I am really getting confused in this question.
Number of integral solutions of the equation.
$x_1x_2x_3x_4=770$ options-
$2^{11}$
$2^{10}$
$4^4$
$5^5$
I attemtemted it by saying that $7*11*5*2=770$
so solutions should be $4!$ then we can say $77*5*2*1=770$ so $4!$
and $77*10*1*1=770$ so $4!/2$
and then $770*1*1*1=770$ so $4!/3!$
now multiplying them i get $27648$. i am sure i have made a big mistage here but i dont know what. please help
On
Case 1: $2\cdot 5\cdot 7\cdot 11 = 770 \to 4! = 24$
Case 2: $10\cdot 7\cdot 11\cdot 1 = 770 \to 4!$
Case 3: $14\cdot 5 \cdot 11\cdot 1 = 770 \to 4!$
Case 4: $22 \cdot 5\cdot 7\cdot 1 = 770 \to 4!$
Case 5: $35 \cdot 2\cdot 11\cdot 1 = 770 \to 4!$
Case 6: $55 \cdot 2\cdot 7\cdot 1 = 770 \to 4!$
Case 7: $77\cdot 2\cdot 5\cdot 1 = 770 \to 4!$
Case 8: $70\cdot 11\cdot 1\cdot 1 = 770 \to 4\cdot 3 = 12$
Case 9: $110\cdot 7\cdot 1\cdot 1 = 770 \to 4\cdot 3 = 12$
Case 10: $154\cdot 5\cdot 1\cdot 1 = 770 \to 4\cdot 3 = 12$
Case 11: $385\cdot 2\cdot 1\cdot 1 = 770 \to 4\cdot 3 = 12$
Case 12: $770\cdot 1\cdot 1\cdot 1 = 770 \to 4$.
Thus the total number of solutions is: $7\cdot 24 + 4\cdot 12 + 4 = 220$
You have four buckets, $x_1$, $x_2$, $x_3$, and $x_4$, and four numbers, $2, 5, 7, 11$, to put in those buckets. As the buckets are ordered, the numbers unique, and you can put several numbers into the same bucket, there's $4^4$ ways of performing this task.

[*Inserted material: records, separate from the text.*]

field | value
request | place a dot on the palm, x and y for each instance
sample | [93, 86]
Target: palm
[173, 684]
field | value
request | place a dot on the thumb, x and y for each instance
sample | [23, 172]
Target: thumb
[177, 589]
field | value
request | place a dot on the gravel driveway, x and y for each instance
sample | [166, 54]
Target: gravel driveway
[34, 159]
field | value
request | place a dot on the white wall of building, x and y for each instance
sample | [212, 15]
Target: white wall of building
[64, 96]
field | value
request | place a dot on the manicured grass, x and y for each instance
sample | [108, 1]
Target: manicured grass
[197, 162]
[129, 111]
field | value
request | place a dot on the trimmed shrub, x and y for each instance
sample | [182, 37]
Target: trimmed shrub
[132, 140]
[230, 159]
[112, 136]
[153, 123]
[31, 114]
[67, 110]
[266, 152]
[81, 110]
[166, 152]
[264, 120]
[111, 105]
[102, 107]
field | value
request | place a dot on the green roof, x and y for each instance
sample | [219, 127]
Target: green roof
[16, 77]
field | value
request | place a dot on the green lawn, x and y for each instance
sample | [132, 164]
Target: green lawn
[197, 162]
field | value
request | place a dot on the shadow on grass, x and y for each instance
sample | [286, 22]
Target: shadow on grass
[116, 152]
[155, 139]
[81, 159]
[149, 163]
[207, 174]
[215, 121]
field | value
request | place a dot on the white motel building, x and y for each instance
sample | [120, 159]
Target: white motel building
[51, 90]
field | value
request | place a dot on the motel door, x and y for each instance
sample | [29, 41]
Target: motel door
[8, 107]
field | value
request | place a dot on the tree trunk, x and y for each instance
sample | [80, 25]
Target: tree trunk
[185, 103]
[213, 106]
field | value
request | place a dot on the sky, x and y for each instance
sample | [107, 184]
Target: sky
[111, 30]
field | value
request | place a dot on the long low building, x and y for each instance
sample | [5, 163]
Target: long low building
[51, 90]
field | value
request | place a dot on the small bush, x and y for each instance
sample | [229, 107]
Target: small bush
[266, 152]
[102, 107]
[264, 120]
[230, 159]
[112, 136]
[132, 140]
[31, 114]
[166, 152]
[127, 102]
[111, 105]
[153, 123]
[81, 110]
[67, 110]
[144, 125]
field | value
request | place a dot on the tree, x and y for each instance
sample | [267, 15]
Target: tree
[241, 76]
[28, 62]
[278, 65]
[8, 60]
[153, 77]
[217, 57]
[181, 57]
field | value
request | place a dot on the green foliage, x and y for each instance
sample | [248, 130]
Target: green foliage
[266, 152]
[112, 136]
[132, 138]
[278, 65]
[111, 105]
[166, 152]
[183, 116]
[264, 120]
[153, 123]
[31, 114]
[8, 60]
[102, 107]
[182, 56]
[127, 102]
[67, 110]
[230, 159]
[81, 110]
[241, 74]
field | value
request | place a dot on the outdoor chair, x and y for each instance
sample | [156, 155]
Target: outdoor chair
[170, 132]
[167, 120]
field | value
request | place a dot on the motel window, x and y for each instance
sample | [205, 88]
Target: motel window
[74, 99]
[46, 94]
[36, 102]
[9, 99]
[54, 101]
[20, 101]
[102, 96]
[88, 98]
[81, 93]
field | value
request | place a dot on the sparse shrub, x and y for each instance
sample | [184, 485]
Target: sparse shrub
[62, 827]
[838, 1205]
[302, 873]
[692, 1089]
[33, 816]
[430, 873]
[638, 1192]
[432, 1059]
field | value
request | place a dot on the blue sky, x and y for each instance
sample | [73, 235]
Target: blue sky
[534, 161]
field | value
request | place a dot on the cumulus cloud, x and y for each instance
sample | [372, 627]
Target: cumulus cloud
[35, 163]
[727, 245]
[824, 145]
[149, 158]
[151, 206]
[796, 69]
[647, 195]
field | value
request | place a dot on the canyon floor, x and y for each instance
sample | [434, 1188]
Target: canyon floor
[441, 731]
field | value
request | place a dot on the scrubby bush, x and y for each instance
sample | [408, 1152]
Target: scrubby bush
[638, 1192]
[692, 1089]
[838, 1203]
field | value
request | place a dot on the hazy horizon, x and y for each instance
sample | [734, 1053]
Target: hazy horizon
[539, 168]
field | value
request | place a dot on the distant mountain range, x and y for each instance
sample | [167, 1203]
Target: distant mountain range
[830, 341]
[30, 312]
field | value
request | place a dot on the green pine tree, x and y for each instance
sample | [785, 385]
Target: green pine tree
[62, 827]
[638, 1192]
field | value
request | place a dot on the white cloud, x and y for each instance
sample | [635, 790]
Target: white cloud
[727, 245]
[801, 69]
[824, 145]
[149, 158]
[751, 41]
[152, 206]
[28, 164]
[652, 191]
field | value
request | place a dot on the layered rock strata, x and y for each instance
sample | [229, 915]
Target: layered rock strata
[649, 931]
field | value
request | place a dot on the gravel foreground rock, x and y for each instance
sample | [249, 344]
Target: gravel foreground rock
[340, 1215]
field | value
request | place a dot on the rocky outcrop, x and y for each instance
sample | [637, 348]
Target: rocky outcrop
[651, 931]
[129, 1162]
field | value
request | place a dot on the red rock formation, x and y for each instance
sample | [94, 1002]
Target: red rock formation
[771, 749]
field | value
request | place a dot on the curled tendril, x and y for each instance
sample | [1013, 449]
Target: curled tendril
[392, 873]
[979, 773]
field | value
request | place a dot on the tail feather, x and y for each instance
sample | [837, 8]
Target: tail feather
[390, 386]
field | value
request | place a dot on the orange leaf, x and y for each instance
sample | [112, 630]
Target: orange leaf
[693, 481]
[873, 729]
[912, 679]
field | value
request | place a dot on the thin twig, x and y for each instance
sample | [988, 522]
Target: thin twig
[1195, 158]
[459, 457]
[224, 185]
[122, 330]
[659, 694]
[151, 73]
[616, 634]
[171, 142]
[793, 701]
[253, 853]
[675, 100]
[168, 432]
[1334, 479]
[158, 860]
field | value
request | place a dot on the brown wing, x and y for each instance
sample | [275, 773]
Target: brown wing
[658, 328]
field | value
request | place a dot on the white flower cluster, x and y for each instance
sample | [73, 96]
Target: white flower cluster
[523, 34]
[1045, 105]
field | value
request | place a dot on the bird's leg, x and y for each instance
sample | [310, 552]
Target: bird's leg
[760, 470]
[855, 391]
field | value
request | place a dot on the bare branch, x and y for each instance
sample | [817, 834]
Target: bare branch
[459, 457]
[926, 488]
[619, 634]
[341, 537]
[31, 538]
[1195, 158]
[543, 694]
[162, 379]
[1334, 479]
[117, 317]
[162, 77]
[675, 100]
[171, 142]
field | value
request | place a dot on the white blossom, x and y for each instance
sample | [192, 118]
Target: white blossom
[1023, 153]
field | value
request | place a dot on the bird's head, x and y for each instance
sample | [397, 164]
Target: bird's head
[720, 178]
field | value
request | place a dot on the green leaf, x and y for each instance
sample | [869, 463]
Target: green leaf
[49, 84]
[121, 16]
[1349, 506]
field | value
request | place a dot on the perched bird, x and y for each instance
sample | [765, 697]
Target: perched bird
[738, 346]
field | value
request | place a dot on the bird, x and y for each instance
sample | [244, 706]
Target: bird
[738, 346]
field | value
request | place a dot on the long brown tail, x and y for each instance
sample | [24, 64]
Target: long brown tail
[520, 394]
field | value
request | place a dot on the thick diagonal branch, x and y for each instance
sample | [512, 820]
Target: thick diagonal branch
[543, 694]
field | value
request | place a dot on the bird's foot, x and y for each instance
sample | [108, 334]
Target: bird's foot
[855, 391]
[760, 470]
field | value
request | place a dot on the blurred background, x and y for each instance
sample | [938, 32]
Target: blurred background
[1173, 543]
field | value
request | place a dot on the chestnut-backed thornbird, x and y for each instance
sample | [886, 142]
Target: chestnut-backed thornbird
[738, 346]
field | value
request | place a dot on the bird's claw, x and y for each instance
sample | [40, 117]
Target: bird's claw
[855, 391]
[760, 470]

However, you're interested in inegral solution, so you ought to consider positive and negative. Let us choose signs of $x_1, \dots, x_4$. If we have chosen the signs of $x_1$, $x_2$, $x_3$, then the sign of $x_4$ is uniquely determined. There is $2\cdot 2 \cdot 2$ ways of choosing the signs of $x_1, \dots x_3$.
That is, the answer should be $4^4\cdot 2^3 = 2^{11}$.